The Czech Republic, a part of the former Czechoslovakia, has been at the forefront of several research directions in virology, genetics and physiology. For the latter disciplines, the names of Johan Gregor Mendel (1822–1884) and Jan Evangelista Purkynje (1787–1869), the two Austro-Hungarian scientists born in the territory of the contemporary Czech Republic, can be named.

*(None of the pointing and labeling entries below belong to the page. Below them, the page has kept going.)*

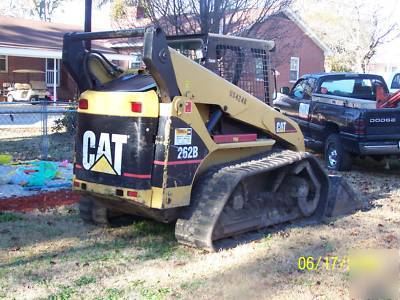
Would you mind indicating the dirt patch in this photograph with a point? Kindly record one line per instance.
(40, 201)
(53, 254)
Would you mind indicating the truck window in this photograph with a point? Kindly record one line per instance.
(361, 88)
(298, 90)
(395, 82)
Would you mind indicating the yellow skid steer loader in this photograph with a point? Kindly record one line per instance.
(192, 140)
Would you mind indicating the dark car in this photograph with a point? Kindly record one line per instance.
(337, 114)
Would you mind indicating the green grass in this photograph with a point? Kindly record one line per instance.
(191, 285)
(22, 147)
(64, 293)
(154, 293)
(9, 217)
(84, 280)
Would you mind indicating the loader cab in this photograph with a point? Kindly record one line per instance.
(242, 61)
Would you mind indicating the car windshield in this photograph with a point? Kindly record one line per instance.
(361, 88)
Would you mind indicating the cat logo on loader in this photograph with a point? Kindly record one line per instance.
(103, 160)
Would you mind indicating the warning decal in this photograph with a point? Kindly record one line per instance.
(183, 136)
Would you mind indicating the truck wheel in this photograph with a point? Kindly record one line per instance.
(336, 158)
(94, 212)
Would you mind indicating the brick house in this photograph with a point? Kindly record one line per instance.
(298, 50)
(35, 45)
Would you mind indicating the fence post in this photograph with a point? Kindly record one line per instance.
(45, 137)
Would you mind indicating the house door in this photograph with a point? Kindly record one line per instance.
(50, 72)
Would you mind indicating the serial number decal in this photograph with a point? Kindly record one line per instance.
(237, 97)
(188, 152)
(281, 126)
(183, 136)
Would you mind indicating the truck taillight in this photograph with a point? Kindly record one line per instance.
(359, 126)
(132, 194)
(136, 107)
(83, 104)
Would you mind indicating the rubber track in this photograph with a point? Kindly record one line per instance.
(213, 190)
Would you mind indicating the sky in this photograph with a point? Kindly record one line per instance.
(73, 12)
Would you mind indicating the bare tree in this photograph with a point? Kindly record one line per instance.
(44, 9)
(192, 16)
(41, 9)
(15, 8)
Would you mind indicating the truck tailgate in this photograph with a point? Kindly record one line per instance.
(383, 122)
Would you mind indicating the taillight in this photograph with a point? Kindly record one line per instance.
(132, 194)
(83, 104)
(136, 107)
(359, 126)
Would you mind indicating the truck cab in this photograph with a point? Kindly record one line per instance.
(338, 116)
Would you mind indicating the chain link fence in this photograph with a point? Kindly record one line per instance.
(44, 130)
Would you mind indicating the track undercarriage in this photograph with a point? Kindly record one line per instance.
(276, 188)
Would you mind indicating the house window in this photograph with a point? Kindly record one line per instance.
(3, 63)
(136, 60)
(259, 69)
(294, 69)
(50, 72)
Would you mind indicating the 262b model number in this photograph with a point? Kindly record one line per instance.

Modern times are proud of important Czech virologists, such as Karel Raška (1909–1987) who was a Director of the WHO’s Division of Communicable Disease Control since 1963. His new concept of eliminating smallpox was adopted by the WHO in 1967 and eventually led to the eradication of smallpox in 1977. Raška was also a strong promoter of the concept of epidemiological surveillance of diseases, which was adopted in 1968 and has since become a standard practice in epidemiology. In 1984, he received the Edward Jenner Medal awarded by the Royal Society of Medicine. Another brilliant scientist who must be named is Jan Svoboda (1934–2017), a pioneer of retrovirology, brilliant scientist, and, for many years, a living legend in the broader field of retroviruses, tumor viruses, and oncogenes. He created the hypothesis that retroviruses can transform healthy mammalian cells into cancerous ones. This had a direct impact on the discovery of reverse transcription described by Howard Temin, who won the Nobel Prize for this discovery. Last but not least, Antonín Holý (1936–2012) was a pioneering Czech organic chemist who specialized in the development of important antiretroviral drugs, especially nucleotide analogues used in the treatment of HIV-1 and hepatitis B. He was involved in the creation of numerous very effective and commercially successful drugs for the treatment of AIDS and other viral diseases.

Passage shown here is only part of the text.